Regardless of which type of disaster recovery situation there is, you should contact AWS immediately, understanding if this is an outage for 1 hour or 1 month will dictate the next steps to take.
If the issue is across all accounts, login to the Modernisation Platform account, and raise the highest level severity ticket, whilst also engaging with our AWS representative in the
#ext-aws
channel.If this issue is in one account, login to that account, and raise the highest level severity ticket if production, and also engaging with our AWS representative in the
#ext-aws
channel.If this occurs during working hours, create a huddle / meet and follow the escalation process outlined below.
If this occurs outside of working hours, because of the complexity of the DR process we will not attempt to initiate DR out of hours, rather to wait until the next working day. Steps still can be taken to prepare for this however, which can be followed below.
Internal Escalation
Once AWS have been contacted, and a ticket has been raised, please esclate to the following people.
- Modernisation Platform Product Manager - Simon Pledger
- Hosting Service Owner - Sean Privett
- Deputy Director / Head of Platforms and Architecture - Martyn Inglis
- Digital Director - Kamal Bal
Inform the following channels of the situation and put forward a contactable member of staff from our team.
#ask-modernisation-platform
#modernisation-platform
#modernisation-platform-updates
Following this process.
Disaster Recovery Types
Let’s work the problem, people. Let’s not make things worse by guessing.
- London has been lost but no services need to migrate. Click here.
- London has been lost, and all services need to migrate. Click here.
- Loss of a single account.
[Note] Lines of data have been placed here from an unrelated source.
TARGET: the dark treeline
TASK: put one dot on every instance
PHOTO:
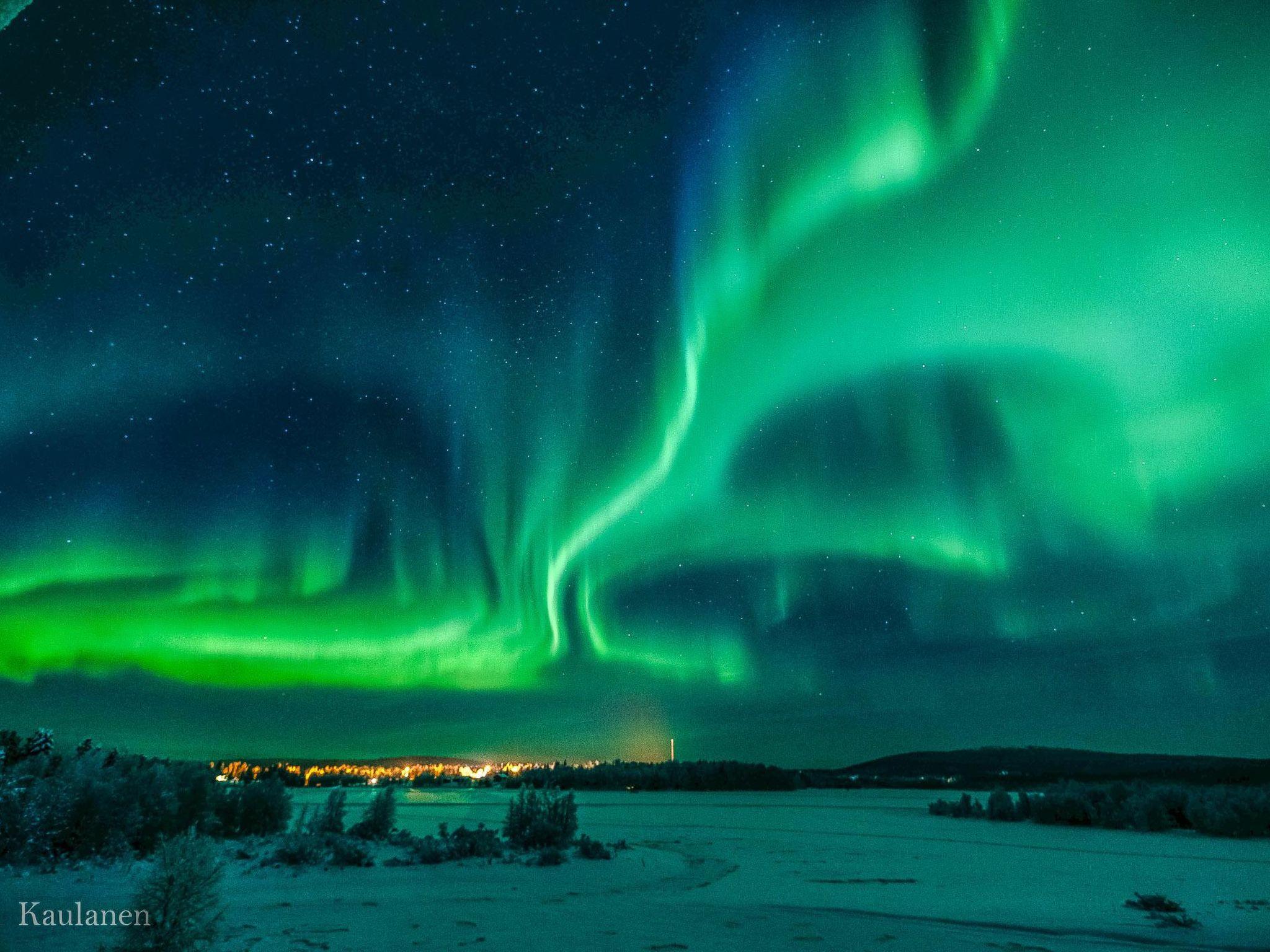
(986, 769)
(671, 775)
(93, 803)
(1217, 811)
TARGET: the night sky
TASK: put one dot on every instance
(803, 381)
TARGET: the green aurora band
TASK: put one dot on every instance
(948, 299)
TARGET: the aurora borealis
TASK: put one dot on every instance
(530, 380)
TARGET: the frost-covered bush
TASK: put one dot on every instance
(539, 819)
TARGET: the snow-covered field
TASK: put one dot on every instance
(849, 870)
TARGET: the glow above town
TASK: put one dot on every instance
(873, 338)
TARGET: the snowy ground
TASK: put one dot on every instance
(836, 870)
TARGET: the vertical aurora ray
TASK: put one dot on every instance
(966, 318)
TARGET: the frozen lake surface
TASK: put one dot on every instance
(717, 871)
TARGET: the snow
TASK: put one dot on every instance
(718, 871)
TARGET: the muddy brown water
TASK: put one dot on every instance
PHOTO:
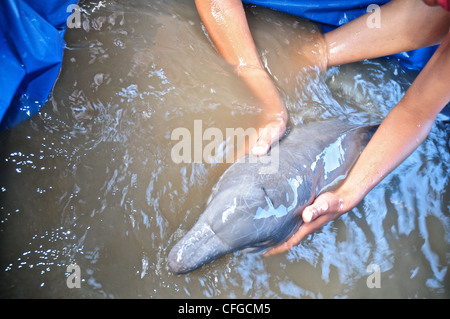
(90, 179)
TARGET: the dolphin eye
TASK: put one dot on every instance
(267, 198)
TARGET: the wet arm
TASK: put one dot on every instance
(404, 25)
(227, 27)
(400, 133)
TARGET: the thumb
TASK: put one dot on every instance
(313, 211)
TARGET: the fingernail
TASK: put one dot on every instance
(307, 216)
(324, 207)
(258, 150)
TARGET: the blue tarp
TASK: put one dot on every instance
(334, 13)
(31, 51)
(32, 45)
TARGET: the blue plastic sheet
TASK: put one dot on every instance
(334, 13)
(32, 45)
(31, 51)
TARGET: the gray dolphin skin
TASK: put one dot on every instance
(257, 202)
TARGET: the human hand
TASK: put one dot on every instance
(326, 207)
(267, 135)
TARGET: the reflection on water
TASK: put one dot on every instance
(90, 179)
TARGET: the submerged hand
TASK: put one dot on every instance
(325, 208)
(267, 135)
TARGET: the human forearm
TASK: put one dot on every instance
(404, 25)
(227, 27)
(403, 129)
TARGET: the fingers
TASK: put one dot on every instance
(326, 203)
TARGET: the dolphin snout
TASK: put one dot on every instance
(198, 247)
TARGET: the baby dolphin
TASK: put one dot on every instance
(257, 202)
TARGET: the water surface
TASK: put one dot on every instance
(90, 179)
Click here.
London has been lost but returning soon.
Getting a decision
Once a ticket has been raised with AWS, and we have engaged with them and have total confirmation that the infrastructure will be returning within X number of minutes or hours, we will need to pass this information on for an informed decision to be made above.
Only when we have this, can we update users on what is next.
Priority list
If there is limited availability, which is a possibility, these are the priority accounts that need to be checked before we can focus on member-accounts.
Account | Information |
---|---|
Core-Shared-Services | Creates the core shared services account resources. |
Core-Network-Services | Creates the core networking account resources; this is the highest priority. |
Core-Logging | Creates the core logging account resources. |
Core-Security | Creates the core security account resources. |
Cloud-Platform-Transit-Gateways | Across all regions. |
Core-VPC-* | Creates the core VPC resources in the VPC accounts, needed after the core-networking-services. |
Modernisation-Platform | Creates key resources such as S3 state buckets for the platform. |
Test Accounts
If there is limited availability, power off all member infrastructure in the test accounts. All are useless until the platform is running.
Single Account
Things to remember
- Don’t forget the statefile, this could cause issues when rebuilding and generating plans.
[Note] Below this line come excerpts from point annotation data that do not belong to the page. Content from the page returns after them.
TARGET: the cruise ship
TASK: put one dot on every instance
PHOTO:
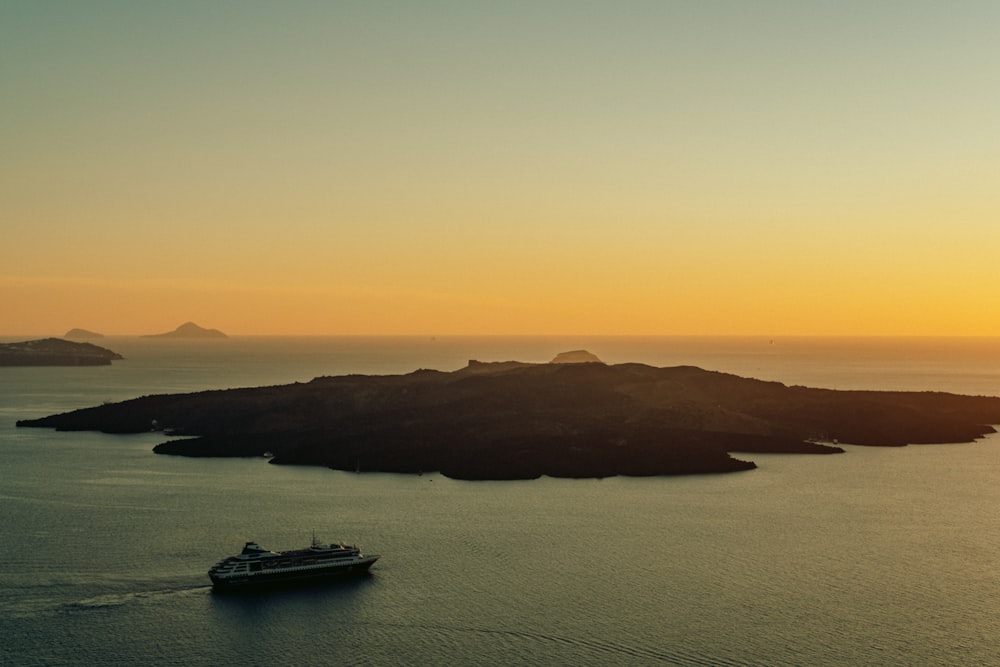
(256, 566)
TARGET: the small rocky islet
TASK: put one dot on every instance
(575, 417)
(55, 352)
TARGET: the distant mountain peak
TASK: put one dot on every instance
(576, 357)
(82, 333)
(189, 330)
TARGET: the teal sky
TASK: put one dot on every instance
(500, 167)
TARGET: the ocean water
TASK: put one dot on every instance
(876, 556)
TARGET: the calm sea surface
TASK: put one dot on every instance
(876, 556)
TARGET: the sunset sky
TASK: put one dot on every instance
(650, 167)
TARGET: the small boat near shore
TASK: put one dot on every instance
(255, 566)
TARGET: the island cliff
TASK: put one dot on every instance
(55, 352)
(513, 420)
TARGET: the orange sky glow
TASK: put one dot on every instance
(690, 168)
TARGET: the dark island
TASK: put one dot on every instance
(512, 420)
(55, 352)
(189, 330)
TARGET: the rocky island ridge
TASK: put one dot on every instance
(514, 420)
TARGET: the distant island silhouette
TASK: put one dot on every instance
(189, 330)
(55, 352)
(82, 334)
(514, 420)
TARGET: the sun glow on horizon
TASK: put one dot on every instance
(674, 169)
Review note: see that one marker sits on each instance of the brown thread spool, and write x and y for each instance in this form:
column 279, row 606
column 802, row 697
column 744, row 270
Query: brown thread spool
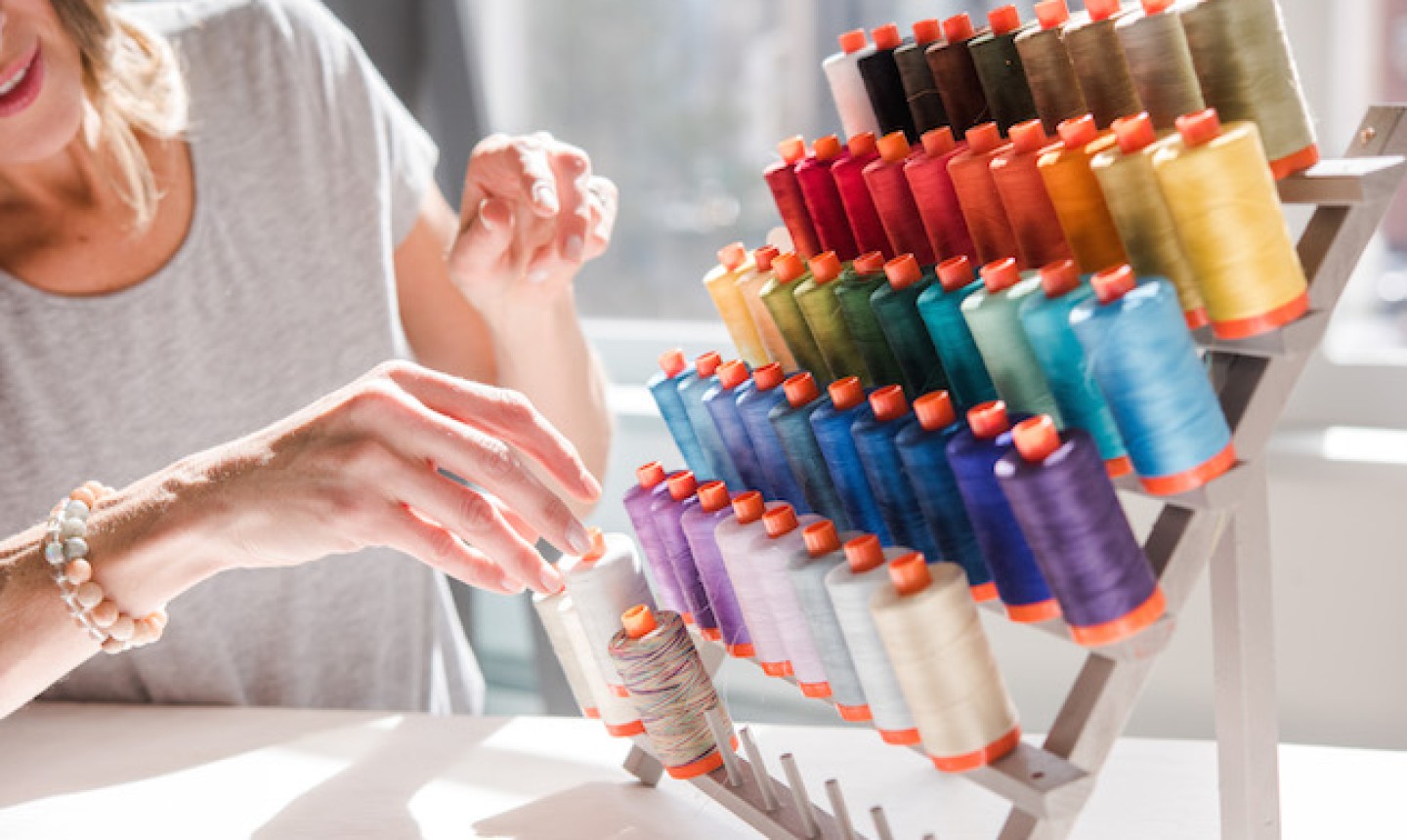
column 1048, row 69
column 1160, row 63
column 1080, row 201
column 1039, row 235
column 971, row 171
column 1141, row 216
column 956, row 76
column 1100, row 64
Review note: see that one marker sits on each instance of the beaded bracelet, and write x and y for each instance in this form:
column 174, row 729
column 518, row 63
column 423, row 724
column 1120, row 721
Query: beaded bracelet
column 64, row 548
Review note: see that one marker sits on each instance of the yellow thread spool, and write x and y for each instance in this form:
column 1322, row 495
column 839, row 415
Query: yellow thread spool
column 722, row 286
column 1141, row 214
column 1080, row 201
column 1221, row 194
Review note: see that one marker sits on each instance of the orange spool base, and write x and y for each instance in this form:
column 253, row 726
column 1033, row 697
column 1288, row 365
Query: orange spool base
column 982, row 757
column 1268, row 322
column 1192, row 479
column 1122, row 628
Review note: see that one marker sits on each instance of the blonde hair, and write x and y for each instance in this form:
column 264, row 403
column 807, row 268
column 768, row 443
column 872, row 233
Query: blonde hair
column 133, row 85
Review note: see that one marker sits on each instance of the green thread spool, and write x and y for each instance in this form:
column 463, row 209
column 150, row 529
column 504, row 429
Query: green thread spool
column 779, row 296
column 816, row 297
column 897, row 309
column 854, row 289
column 994, row 316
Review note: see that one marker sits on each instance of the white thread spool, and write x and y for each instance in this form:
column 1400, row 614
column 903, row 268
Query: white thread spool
column 735, row 542
column 851, row 585
column 947, row 673
column 773, row 552
column 808, row 578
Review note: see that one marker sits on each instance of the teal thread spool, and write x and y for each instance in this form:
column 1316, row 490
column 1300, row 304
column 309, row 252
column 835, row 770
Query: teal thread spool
column 997, row 328
column 942, row 312
column 897, row 309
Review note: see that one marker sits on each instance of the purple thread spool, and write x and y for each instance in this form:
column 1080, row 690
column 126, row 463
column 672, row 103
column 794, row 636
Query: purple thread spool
column 1061, row 495
column 700, row 523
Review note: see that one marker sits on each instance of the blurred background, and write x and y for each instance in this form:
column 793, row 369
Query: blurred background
column 681, row 103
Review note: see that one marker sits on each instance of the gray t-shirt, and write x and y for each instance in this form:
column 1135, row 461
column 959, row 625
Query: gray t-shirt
column 309, row 173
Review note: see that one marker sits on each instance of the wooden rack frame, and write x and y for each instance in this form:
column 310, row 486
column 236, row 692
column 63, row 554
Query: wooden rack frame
column 1224, row 524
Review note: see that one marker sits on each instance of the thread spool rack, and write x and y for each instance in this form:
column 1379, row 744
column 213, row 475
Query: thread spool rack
column 1223, row 525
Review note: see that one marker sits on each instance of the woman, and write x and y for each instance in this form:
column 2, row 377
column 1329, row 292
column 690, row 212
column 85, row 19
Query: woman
column 210, row 214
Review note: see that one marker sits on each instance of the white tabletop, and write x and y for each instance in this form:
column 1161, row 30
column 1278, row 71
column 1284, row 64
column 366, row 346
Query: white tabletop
column 152, row 772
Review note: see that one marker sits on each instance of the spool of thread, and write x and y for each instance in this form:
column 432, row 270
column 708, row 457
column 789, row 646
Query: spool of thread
column 798, row 442
column 923, row 450
column 895, row 203
column 1035, row 223
column 779, row 296
column 721, row 401
column 940, row 307
column 751, row 284
column 719, row 463
column 897, row 307
column 722, row 286
column 735, row 536
column 791, row 204
column 1045, row 322
column 671, row 692
column 947, row 673
column 831, row 424
column 885, row 86
column 698, row 524
column 639, row 502
column 806, row 571
column 1230, row 223
column 1160, row 63
column 1078, row 200
column 971, row 172
column 860, row 207
column 753, row 405
column 875, row 434
column 1150, row 372
column 924, row 103
column 664, row 390
column 1243, row 60
column 818, row 303
column 847, row 88
column 857, row 283
column 933, row 193
column 1048, row 69
column 956, row 75
column 1080, row 533
column 818, row 188
column 1099, row 63
column 972, row 453
column 771, row 556
column 994, row 316
column 850, row 585
column 1001, row 72
column 1141, row 216
column 598, row 583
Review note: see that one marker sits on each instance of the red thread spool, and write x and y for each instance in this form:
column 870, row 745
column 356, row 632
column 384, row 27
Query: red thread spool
column 860, row 207
column 939, row 206
column 791, row 204
column 1039, row 235
column 895, row 203
column 818, row 188
column 971, row 172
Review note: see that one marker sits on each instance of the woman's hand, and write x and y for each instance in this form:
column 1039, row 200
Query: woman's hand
column 533, row 214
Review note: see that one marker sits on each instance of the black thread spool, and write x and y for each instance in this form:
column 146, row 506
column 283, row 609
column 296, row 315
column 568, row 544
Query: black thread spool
column 885, row 86
column 919, row 86
column 956, row 75
column 1000, row 67
column 1048, row 69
- Backups, our infrastructure is cross region where possible, as stated in the table, however, we will need to help teams with restoring theirs if possible.
Will it be returning
If this is a test account, waiting may be the easier idea. If AWS can promise us this is a temporary issue with an estimated fix time, we can pass this to the team and agree our next step.
Rebuild account
Assuming this is a production account with no time given to return, please follow the steps.
Workflows
Rebuilding an account entirely through workflows would be the next step, and in an ideal scenario this would work first time, however when errors occur, debugging Terraform plans and applies locally saves a lot of time.
Scenarios are never as cut and dry as ‘all infrastructure has vanished from one account’, so working and debugging the issues that occur will be quicker locally.
Member Accounts - Located here, running the new environment workflow should begin the steps of an account creation for member accounts.
Core Accounts - Located here, on the left you will see the deployment workflows for all core based accounts, required for the building on the platform.
Manually
1.) In the modernisation-platform repo, run a Terraform plan against the production workspace.
2.) All changes should appear, using your admin credentials, run an apply.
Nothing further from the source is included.